The easy way to find the manufacturer is to use the word() function. It takes two arguments: the first is the string you want to extract a word from and the second is the number of the word you want. Since the manufacturer is always the first word of make, all you need is:
gen manufacturer=word(make,1)
You do not need to set a variable type, despite the instruction to use the smallest possible variable type: Stata automatically makes new strings as small as possible.
To turn manufacturer into a numeric categorical variable, use the group() function in the egen library. It takes a single argument, which can be a variable or variable list, and assigns group numbers based on that variable.
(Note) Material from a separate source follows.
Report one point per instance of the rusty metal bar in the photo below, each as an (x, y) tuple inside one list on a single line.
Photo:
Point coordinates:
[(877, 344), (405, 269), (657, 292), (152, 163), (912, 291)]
egen byte manCat=group(manufacturer)
There are just 23 categories, and byte, the smallest variable type of all, can handle integers up to 100. That makes it the ideal choice for manCat. If you didn't know how many categories you had you might have to create the variable, find out what its maximum value is, and then drop it and recreate it using the proper type. But it's rare for categorical variables to need anything bigger than byte.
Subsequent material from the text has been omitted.